Sunday, June 08, 2008

The Arts Fest and Existentialism

The arts festival is on in Singapore and the last couple of shows have been really thought provoking for me. On Thursday I watched a dance piece called No Direction, by a Japanese company called Nibroll. The show was comprised by vignettes of absurd situations, with people desperately alone but trying to interact and do things together. It seemed like people bumped into one another and somethings aligned physically, but were somehow unable to truly find a direction together. The show was quite humorous, but illustrated the deficiency of human interactions.

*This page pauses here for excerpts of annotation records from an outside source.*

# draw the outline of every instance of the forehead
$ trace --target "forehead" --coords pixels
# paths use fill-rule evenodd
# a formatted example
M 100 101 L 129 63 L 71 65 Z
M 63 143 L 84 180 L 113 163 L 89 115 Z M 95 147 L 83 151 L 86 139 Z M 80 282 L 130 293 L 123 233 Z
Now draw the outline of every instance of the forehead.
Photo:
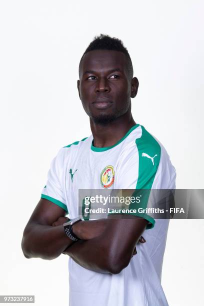
M 84 56 L 80 66 L 80 74 L 86 70 L 106 72 L 120 68 L 128 74 L 128 60 L 122 52 L 114 50 L 94 50 Z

Tonight I watched 'Drift', a play directed by Dramabox artistic director, Kok Heng Luen. And this play was about people from two cities, Shanghai and Singapore, and how their lives intertwined over four generations. It was a wonderful piece of theatre, based more on process and the emotional experience. There was a narrative, but it seemed to be more a skeleton to hang the emotional experience, than a narrative that drove the play. In the play there were lovers who were separated due to ideals, mothers and their children, husbands and their mistresses. And a very enigmatic figure, actress Pat Toh, who just stood on top of a dais above the stage for the entire play, emotionless, perhaps like the blindfolded statue of justice holding a set of scales in one hand. This play was more melodramatic than No Direction, but it spoke of people's desires, dreams, fears, promises and fates.

Both performances caused me to reflect on the imperfection of understanding and communication. People are not really evil, in general, but our desires and the logic following our desires may cause us to hurt other people. And it also blinds us to the hurt we visit onto other people. This problematic life seems almost futile. But in my mind, I resolved that regardless of the imperfections, it is better to aspire to live well, to be true to myself and yet respect other people. One cannot stop living life because there may be pitfalls. And one cannot learn about life without making a few mistakes. And one cannot learn from life's lessons unless one is truthful and willing to learn, and to change. I must and do hope for progress.

With global warming, food shortage and an out of control price of oil, times do look bleak. But if we used less fuel, ate less meat, and did not consume so much, a lot of death and suffering can be alleviated. But it is inconvenient for us who have grown accustomed to a comfortable lifestyle. It is hard to make the connection, but our excess is paid for by the suffering and death of other people. We all have this wonderful ability to live in denial, ignore the reality. And even now, the reality is not just in some poor third world countries front lawn, the bad weather and expense of basics is on our front door, and yet we deny it. I guess that if we do live like an ostrich, our heads stuck in the sand, we do deserve our untimely demise. But still, I must and do hope for progress.